The core idea is very small:

the model emits structured blocks
the kernel parses them
executes skills, protocol calls, workflows
injects results back
loops until completion

What I find interesting is that this makes agent behavior much more portable across models.

Even models with no native tool calling can still work in this setup.
And in my tests, even small open-source models can handle surprisingly complex scenarios if the execution contract is clear enough. They usually take more steps and are less reliable than bigger models, but they still work as agents.

Another thing I think matters a lot: the agent context stays very light.

A lot of current agent systems inject huge tool definitions, MCP registries, schemas, etc directly into the prompt. That works, but it also bloats context and mixes everything together from the start.

With this approach, the runtime stays much more exploratory:

the agent knows it can access commands
it discovers what exists when needed
then drills down only when necessary
and keeps descending toward more precise information before acting

So instead of dumping every skill and every MCP tool into context upfront, the agent explores capabilities progressively:

list what exists
inspect the relevant thing
then call it with the right shape

That keeps the prompt lighter, makes the execution model cleaner, and in practice seems to help even smaller models.

I also wanted to keep the whole thing very minimal:

no runtime dependencies
no giant abstraction layers
explicit execution loop
dynamic skills
protocols like MCP
workflow / sub-agent support
observability built in

There are a bunch of tested scenarios in the repo, including:

parallel and sequential workflows
failure recovery
deadlocks / invalid plans
multimodal OCR / image flows
MCP scenarios
mixed skill + protocol execution

What made it feel real to me is that I’ve already built a personal shell on top of it, and I’m now integrating the same approach into an existing commercial product where agents interact with the app at different levels.

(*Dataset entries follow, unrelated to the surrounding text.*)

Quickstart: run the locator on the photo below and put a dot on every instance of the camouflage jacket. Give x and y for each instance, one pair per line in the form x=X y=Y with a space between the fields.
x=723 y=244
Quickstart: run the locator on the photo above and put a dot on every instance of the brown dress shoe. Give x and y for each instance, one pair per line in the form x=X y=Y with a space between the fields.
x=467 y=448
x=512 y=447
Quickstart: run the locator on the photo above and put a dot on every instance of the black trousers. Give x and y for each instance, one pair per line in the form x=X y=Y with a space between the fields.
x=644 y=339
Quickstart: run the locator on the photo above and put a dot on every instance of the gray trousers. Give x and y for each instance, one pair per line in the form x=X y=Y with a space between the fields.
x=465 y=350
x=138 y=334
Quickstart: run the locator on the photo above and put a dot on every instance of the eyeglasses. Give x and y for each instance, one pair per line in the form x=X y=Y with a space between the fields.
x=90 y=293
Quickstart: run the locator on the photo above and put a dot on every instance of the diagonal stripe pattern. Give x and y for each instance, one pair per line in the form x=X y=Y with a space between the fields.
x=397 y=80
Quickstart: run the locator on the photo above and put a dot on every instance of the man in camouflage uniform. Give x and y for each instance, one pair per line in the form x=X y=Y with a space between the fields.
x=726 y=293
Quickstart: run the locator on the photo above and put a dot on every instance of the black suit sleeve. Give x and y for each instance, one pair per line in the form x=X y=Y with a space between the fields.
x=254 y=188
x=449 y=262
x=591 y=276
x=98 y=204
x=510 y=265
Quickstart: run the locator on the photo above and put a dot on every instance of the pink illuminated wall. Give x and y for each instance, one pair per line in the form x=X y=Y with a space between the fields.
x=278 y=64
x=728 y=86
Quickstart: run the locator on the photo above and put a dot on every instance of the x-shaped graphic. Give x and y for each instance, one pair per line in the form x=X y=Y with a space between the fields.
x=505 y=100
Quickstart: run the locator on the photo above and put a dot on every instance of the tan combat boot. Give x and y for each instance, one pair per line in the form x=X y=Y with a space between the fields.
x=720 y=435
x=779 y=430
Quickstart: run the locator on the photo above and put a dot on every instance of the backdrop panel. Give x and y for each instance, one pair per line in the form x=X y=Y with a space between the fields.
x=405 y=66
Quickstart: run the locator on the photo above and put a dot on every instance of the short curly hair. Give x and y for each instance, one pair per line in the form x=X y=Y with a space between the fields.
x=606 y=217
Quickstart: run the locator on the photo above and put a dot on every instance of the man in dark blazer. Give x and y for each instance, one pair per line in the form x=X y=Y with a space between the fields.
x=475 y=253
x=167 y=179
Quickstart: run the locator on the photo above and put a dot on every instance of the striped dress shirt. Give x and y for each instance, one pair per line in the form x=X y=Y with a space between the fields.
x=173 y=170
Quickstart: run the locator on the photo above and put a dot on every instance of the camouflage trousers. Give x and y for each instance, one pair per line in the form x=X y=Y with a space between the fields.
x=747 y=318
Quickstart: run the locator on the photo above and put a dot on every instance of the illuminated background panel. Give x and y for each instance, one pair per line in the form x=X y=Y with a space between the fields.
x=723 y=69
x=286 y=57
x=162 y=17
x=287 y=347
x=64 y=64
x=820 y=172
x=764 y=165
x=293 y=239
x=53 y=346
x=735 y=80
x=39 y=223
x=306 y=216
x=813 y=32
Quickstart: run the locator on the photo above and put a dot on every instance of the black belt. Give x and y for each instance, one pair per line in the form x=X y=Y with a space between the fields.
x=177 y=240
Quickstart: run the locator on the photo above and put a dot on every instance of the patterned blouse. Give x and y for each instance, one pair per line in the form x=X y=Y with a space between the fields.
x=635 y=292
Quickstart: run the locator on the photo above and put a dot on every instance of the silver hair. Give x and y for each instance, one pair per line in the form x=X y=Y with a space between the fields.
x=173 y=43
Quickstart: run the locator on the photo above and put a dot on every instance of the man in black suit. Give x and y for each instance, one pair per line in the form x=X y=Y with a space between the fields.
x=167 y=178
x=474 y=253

So this isn’t really me trying to launch a shiny new AI framework.

It’s more me sharing an approach that feels simpler, lighter, and more robust than most of what I’ve tried in this space.

Repo if anyone wants to take a look: https://github.com/Eth3rnit3/kernai

Curious what people think, especially if you also feel that a lot of current agent stacks are getting too heavy.

[-]

croninsiglos@reddit

Looks like an agent harness but then made worse by not using provider pre-parsed tool calls which are already provided in the clean json response.

Why not use Pi?

No_Run8812@reddit

so you created a multi agent system?

-eth3rnit3-@reddit (OP)

Not exactly.

It can run workflows with sub-agents, so it supports multi-agent patterns, but that’s not really the main idea.

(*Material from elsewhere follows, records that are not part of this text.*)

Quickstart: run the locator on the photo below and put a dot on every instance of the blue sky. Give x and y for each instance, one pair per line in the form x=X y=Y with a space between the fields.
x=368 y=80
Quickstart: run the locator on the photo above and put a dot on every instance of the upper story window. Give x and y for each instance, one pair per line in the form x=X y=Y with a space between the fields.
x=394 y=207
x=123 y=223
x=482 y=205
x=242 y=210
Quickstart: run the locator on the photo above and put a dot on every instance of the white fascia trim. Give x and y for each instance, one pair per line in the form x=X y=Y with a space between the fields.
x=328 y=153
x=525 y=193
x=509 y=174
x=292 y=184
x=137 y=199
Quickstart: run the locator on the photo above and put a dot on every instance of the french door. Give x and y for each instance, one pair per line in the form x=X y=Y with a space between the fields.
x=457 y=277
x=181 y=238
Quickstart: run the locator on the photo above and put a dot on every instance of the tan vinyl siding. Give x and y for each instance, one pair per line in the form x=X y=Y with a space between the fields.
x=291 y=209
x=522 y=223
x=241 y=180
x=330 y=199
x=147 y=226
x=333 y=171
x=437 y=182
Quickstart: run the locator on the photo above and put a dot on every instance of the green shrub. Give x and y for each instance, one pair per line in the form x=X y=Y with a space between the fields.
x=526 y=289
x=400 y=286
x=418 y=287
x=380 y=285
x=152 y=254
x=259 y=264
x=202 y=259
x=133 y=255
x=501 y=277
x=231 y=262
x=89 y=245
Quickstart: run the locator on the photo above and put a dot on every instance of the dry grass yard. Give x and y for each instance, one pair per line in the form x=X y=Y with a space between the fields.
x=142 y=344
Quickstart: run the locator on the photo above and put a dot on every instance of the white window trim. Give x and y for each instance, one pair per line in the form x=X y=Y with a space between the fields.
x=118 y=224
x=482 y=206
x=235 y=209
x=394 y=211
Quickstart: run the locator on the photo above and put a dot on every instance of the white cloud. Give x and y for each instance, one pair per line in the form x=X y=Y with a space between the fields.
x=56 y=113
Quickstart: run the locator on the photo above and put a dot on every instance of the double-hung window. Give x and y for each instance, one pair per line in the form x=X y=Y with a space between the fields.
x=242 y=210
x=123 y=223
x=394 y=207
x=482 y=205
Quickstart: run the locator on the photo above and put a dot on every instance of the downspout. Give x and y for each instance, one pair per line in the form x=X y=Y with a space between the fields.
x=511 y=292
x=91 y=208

The main idea is more the runtime itself:

a minimal execution kernel based on a universal structured block protocol, with skills, protocols, multimodal support, and observability built around that.

So multi-agent is one capability, not the whole point.

autisticit@reddit

Would love to see a video of a real test. It looks great.

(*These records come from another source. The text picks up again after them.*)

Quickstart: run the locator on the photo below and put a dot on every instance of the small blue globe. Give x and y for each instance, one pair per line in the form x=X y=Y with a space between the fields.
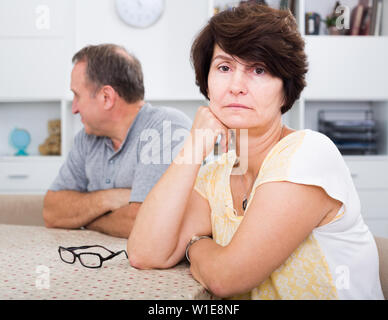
x=20 y=139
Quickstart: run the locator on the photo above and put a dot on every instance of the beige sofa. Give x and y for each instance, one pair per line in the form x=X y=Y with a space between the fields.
x=27 y=210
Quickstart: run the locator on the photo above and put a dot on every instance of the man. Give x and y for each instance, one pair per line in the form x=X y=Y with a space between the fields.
x=108 y=172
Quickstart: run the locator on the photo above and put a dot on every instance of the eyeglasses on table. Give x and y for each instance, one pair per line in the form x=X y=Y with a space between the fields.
x=87 y=259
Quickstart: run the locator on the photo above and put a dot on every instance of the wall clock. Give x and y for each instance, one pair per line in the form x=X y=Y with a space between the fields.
x=140 y=13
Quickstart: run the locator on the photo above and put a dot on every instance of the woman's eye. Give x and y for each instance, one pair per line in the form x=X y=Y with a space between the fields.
x=259 y=70
x=223 y=68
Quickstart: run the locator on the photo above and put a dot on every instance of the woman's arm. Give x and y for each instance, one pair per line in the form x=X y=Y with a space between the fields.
x=173 y=212
x=279 y=219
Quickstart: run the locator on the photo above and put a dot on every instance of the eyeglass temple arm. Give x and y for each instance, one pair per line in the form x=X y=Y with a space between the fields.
x=116 y=254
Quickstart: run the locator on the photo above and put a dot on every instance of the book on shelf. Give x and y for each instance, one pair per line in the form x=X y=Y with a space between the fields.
x=366 y=18
x=377 y=10
x=356 y=19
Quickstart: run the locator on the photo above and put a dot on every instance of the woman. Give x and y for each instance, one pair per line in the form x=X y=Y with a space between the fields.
x=286 y=225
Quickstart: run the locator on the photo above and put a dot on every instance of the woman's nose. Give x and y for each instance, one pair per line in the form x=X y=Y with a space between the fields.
x=238 y=83
x=74 y=108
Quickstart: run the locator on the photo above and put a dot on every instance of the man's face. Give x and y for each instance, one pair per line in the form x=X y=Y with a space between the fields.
x=89 y=106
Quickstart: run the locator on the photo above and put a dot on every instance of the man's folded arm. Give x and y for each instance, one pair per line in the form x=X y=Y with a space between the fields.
x=73 y=209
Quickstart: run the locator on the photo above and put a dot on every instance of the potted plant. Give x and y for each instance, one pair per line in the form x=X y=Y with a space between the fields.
x=331 y=21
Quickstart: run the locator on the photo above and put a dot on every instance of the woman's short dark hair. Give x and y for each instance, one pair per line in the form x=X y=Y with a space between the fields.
x=255 y=33
x=110 y=64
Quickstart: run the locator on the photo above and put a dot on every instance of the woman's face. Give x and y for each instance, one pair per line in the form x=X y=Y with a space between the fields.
x=243 y=95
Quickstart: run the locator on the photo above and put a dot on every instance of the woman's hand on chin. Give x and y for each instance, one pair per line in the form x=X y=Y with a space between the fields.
x=205 y=131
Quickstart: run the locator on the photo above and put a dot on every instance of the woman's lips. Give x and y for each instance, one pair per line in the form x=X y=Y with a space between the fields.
x=237 y=106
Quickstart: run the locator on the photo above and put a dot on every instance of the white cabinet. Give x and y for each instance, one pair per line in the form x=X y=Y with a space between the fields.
x=32 y=175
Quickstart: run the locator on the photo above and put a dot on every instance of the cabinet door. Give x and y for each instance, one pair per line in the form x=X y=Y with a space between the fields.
x=35 y=46
x=347 y=68
x=32 y=68
x=33 y=18
x=28 y=176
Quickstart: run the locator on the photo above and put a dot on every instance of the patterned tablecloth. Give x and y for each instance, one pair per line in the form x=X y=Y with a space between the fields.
x=30 y=268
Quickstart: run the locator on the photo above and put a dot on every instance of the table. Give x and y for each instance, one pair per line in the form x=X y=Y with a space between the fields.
x=30 y=268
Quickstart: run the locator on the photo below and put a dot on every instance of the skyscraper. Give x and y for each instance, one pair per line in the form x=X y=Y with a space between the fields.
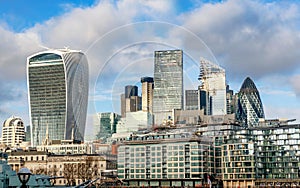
x=106 y=124
x=13 y=131
x=168 y=84
x=130 y=101
x=212 y=79
x=58 y=94
x=147 y=94
x=249 y=105
x=192 y=99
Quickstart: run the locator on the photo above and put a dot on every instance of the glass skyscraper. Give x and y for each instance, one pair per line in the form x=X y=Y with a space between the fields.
x=168 y=84
x=58 y=94
x=250 y=108
x=212 y=78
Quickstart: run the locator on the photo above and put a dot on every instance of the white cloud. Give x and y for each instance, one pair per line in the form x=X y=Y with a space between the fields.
x=249 y=37
x=295 y=84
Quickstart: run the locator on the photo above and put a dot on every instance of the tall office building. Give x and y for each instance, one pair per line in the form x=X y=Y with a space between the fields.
x=58 y=94
x=130 y=101
x=191 y=99
x=13 y=131
x=147 y=94
x=106 y=124
x=230 y=100
x=212 y=78
x=249 y=105
x=168 y=84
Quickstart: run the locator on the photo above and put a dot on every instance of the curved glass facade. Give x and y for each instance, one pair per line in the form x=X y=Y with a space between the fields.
x=250 y=107
x=58 y=95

Thanks, and yes, I should probably record a short demo.

Another important part is that observability is native in the runtime, so I can inspect runs very easily, compare models side by side, and see exactly where they diverge.

That made it much easier to test real scenarios, not just toy demos.

The repo already has scenario scripts for things like MCP + local skills, workflows, OCR/image flows, failure recovery, etc, but I agree that a short video would make the whole thing much easier to grasp quickly.